The same table, in graph form:
Again, basketball is complicated and these isolated data points are not a final authority on what constitutes a good or bad shot. In the 2017-18 season, the Houston Rockets and Indiana Pacers have both been successful even though they are at opposite ends of the shooting spectrum, with the Rockets shooting the most 3s, and the Pacers shooting the most long-distance 2s. To be fair, the 3-point-happy Rockets currently have the best record in the league, but the Pacers’ success, despite taking the most supposedly “bad” mid-range 2s of any team in the league, suggests that there’s more than one way to win a basketball game.
Another important note: for unknown reasons, the aggregate stats by distance and closest defender do not match the aggregates computed from the individual shot-level data. The shot-level data includes more attempts, which makes me think that the aggregates by closest defender are somehow incomplete, but I wasn’t able to find more information about why. The difference is particularly pronounced in shots of around 4 feet, with the shot-level data reporting a significantly lower FG% than the aggregate data.
Code on GitHub, future work
The code used to compile and analyze all of the NBA and NCAA shots is available here on GitHub. The NBA Stats API has many more (mostly undocumented) endpoints, and the code could probably be expanded to capture more information that could feed into more detailed analysis.

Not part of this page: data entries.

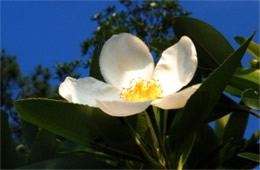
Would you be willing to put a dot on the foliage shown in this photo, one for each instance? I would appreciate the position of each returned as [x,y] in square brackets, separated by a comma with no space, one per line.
[59,134]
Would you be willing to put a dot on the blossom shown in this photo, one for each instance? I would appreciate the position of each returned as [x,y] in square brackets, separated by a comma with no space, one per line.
[132,81]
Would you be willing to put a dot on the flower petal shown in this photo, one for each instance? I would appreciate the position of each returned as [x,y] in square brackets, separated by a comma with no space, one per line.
[177,66]
[124,57]
[122,108]
[176,100]
[87,90]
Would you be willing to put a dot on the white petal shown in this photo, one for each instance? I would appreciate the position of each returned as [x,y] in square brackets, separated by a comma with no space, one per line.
[87,90]
[176,100]
[177,66]
[124,57]
[122,108]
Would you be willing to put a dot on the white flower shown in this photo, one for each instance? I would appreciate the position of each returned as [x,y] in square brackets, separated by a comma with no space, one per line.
[133,82]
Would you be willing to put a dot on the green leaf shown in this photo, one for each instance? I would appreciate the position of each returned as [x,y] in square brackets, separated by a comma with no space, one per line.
[250,156]
[69,163]
[43,147]
[94,67]
[8,153]
[204,153]
[244,78]
[236,125]
[185,155]
[30,132]
[254,138]
[211,45]
[251,98]
[81,124]
[201,103]
[253,48]
[220,126]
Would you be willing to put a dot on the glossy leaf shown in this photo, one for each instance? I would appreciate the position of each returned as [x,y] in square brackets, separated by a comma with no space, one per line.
[243,79]
[254,138]
[251,98]
[204,153]
[76,122]
[68,163]
[8,153]
[253,48]
[211,45]
[43,147]
[94,67]
[250,156]
[185,155]
[220,125]
[236,126]
[204,99]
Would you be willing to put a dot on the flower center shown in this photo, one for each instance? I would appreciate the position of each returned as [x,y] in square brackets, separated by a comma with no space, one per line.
[141,90]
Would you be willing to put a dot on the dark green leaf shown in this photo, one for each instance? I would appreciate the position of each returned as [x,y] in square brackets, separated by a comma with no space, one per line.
[204,153]
[8,154]
[250,156]
[43,147]
[30,132]
[211,45]
[254,138]
[204,99]
[251,98]
[243,79]
[94,67]
[236,125]
[79,123]
[253,48]
[69,163]
[220,125]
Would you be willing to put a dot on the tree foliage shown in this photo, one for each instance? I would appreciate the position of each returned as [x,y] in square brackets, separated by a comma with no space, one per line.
[58,134]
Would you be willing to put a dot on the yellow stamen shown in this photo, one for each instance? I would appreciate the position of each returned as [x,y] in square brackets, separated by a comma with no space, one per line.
[142,90]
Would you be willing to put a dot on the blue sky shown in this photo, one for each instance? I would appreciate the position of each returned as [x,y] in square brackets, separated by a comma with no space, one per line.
[47,32]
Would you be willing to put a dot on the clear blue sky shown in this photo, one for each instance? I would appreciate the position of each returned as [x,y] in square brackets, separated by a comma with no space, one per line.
[47,32]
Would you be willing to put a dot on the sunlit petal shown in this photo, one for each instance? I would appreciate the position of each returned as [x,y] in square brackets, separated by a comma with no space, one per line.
[122,108]
[176,100]
[177,66]
[123,58]
[86,90]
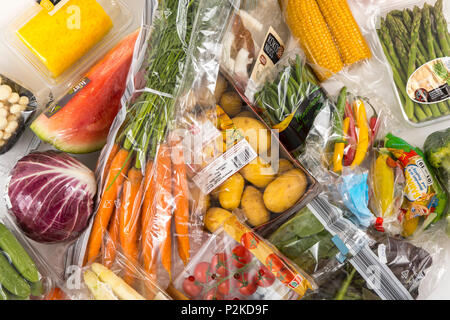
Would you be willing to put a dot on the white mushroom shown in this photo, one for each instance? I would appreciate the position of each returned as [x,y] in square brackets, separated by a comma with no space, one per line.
[14,98]
[3,123]
[11,127]
[5,92]
[24,101]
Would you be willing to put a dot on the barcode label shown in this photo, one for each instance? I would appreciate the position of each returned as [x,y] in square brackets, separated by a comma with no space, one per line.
[233,160]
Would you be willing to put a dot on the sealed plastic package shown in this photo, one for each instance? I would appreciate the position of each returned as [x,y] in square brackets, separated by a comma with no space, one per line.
[60,37]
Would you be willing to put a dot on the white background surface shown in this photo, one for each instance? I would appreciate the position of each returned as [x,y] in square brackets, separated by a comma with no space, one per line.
[9,64]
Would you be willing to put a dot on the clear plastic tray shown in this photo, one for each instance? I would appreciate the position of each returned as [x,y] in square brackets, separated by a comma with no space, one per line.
[117,10]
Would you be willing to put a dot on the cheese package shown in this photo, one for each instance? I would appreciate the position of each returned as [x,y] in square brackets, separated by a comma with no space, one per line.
[60,37]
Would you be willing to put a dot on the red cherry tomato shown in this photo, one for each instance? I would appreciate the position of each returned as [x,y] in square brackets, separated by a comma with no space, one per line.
[243,284]
[264,278]
[224,287]
[241,256]
[249,240]
[213,295]
[285,275]
[202,272]
[274,263]
[191,288]
[219,264]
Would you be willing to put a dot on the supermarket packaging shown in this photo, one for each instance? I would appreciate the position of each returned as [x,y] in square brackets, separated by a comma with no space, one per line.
[289,100]
[25,273]
[78,121]
[51,196]
[419,72]
[237,264]
[59,39]
[96,281]
[254,42]
[141,139]
[18,106]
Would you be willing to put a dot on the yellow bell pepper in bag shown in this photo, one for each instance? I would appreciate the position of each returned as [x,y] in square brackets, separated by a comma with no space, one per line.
[383,180]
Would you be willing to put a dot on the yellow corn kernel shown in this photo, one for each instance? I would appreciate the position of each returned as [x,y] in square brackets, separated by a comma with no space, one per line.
[308,25]
[352,45]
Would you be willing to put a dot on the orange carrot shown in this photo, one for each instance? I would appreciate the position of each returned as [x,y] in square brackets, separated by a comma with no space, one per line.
[105,209]
[149,195]
[110,247]
[181,210]
[163,217]
[111,156]
[130,206]
[157,222]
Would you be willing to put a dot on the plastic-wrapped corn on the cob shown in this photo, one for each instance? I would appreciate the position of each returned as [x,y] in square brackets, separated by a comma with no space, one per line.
[352,45]
[309,26]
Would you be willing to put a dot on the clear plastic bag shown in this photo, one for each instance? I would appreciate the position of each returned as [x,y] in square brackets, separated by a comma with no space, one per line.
[137,206]
[236,263]
[25,274]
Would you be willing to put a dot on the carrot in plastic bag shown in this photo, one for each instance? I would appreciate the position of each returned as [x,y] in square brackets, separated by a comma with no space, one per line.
[129,219]
[181,198]
[110,247]
[152,235]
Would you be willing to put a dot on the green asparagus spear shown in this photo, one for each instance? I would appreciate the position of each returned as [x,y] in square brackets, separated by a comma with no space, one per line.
[407,20]
[386,38]
[397,78]
[398,28]
[402,53]
[441,27]
[428,32]
[417,17]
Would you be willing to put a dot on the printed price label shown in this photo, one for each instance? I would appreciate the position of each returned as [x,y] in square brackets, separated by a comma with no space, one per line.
[271,52]
[430,83]
[233,160]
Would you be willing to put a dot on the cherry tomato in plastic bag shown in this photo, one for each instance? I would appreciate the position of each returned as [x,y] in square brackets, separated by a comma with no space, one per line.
[285,275]
[245,286]
[274,263]
[241,256]
[191,288]
[213,294]
[249,240]
[224,287]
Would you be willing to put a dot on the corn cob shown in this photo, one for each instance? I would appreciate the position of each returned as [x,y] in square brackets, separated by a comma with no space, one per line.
[351,43]
[308,25]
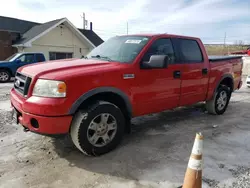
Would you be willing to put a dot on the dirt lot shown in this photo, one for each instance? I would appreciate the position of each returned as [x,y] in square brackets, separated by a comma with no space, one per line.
[154,155]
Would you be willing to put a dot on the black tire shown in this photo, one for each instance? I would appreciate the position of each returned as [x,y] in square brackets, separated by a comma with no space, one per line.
[80,128]
[5,76]
[212,105]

Every so often I see a story about whether or not the hot-hand exists, and though I kind of doubt that debate will ever be settled conclusively, maybe the shot-collecting code can be of use to future researchers.
The Los Angeles Times made a nice graphic of all 30,000+ shots Kobe Bryant ever attempted in the NBA, and you could use the data in NBA Shots DB to do something similar for any NBA player since 1996. Here’s an image of every shot LeBron James has attempted during his NBA career:
Or you could do a team-level analysis, for example comparing the aforementioned Houston Rockets (lots of 3-pointers) to the Indiana Pacers (lots of mid-range 2-pointers):
These images use an adapted version of my BallR shot chart app, but a better solution would be to expose an API from the NBA Shots DB app, then have BallR connect to that API instead of hitting the NBA Stats API directly.